I believe your view that "fuel cell cars are doomed except as a PR stunt" is very wrong and shortsighted. Here is an article from Foreign Affairs and the CFR. If you know anything about them they are the de facto ruling establishment of the United States and the world. What you read here usually becomes established public policy.
LOVINS: Yeah, views on hydrogen. We bring it in at the end of this book. If you want to know more about my views on it, just go to RMI.org and download "Twenty hydrogen myths," which is under the "Library" section under, I believe, "Energy." Broadly, there are ways to get from here to a hydrogen economy that are profitable at each step, starting now, and can be surprisingly quick. It's still a decades-long process, but as [President of Arete Corporation] Bob Shaw, one of the leading investors in this area, says, those who think the hydrogen economy is impossible should stop interrupting those who are doing it.
Everything is coming along nicely. And the key to it turns out to be in two areas. One is to integrate the deployment of fuel cells in buildings and industry and in mobile--that is, vehicular--uses so that each stream of applications makes the other happen faster.
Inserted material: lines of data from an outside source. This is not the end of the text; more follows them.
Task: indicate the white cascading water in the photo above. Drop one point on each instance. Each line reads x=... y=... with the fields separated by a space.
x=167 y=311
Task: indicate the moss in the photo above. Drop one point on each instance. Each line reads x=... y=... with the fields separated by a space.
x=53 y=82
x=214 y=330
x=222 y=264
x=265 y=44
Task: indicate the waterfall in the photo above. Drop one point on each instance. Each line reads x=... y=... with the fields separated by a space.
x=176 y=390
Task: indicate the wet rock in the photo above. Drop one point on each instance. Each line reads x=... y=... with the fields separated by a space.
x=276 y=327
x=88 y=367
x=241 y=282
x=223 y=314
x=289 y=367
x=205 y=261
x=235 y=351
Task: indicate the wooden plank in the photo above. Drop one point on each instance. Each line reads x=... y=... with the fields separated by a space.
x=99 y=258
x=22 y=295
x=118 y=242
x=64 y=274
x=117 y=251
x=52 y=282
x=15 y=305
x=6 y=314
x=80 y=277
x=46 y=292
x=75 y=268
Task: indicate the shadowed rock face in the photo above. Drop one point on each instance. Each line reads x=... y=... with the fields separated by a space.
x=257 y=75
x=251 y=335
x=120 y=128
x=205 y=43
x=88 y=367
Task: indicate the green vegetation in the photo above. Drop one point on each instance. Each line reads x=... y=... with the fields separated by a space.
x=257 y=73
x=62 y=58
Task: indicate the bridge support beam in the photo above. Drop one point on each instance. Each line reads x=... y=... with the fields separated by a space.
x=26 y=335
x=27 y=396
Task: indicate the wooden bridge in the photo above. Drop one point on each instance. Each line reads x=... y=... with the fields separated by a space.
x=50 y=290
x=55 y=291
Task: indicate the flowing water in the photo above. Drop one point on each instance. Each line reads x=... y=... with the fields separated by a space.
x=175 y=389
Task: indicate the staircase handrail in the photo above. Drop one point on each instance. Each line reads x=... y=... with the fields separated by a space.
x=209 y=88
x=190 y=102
They're not unrelated, and there are some neat ways to relate them that we published five years ago that make everything fit together.
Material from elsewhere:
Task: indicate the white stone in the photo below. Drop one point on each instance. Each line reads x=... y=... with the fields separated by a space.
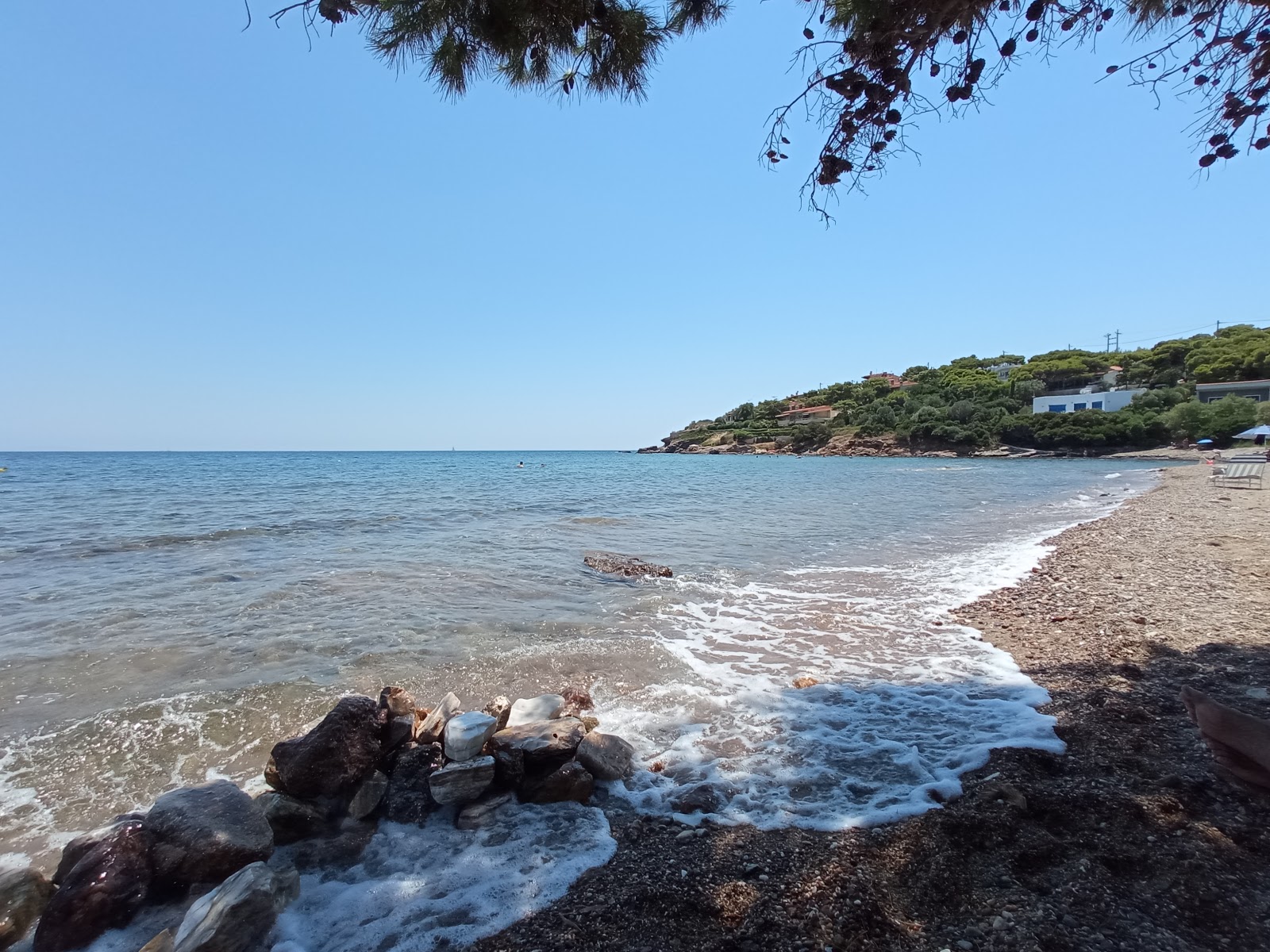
x=544 y=708
x=467 y=734
x=463 y=781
Secondly, the very efficient vehicles that are ready for the hydrogen speed up this process enormously. For example, in the SUV I described, the virtual design--that was originally designed as a 114-mile-a-gallon fuel cell version. The fuel cell gets three times smaller, so you can afford it many years earlier. The tanks get three times smaller, so they package--that is, they fit--with lots of room left for people and cargo. And you don't need a breakthrough in storage, you don't need very high-pressure tanks, and it all works fine with off-the-shelf technology. So it seems to me a lot of the things pushed recently by the Academy, by, I'm ashamed to say, the American Physical Society, of which I'm a member, simply got it wrong by not looking at a recent developments in material science and vehicle technology.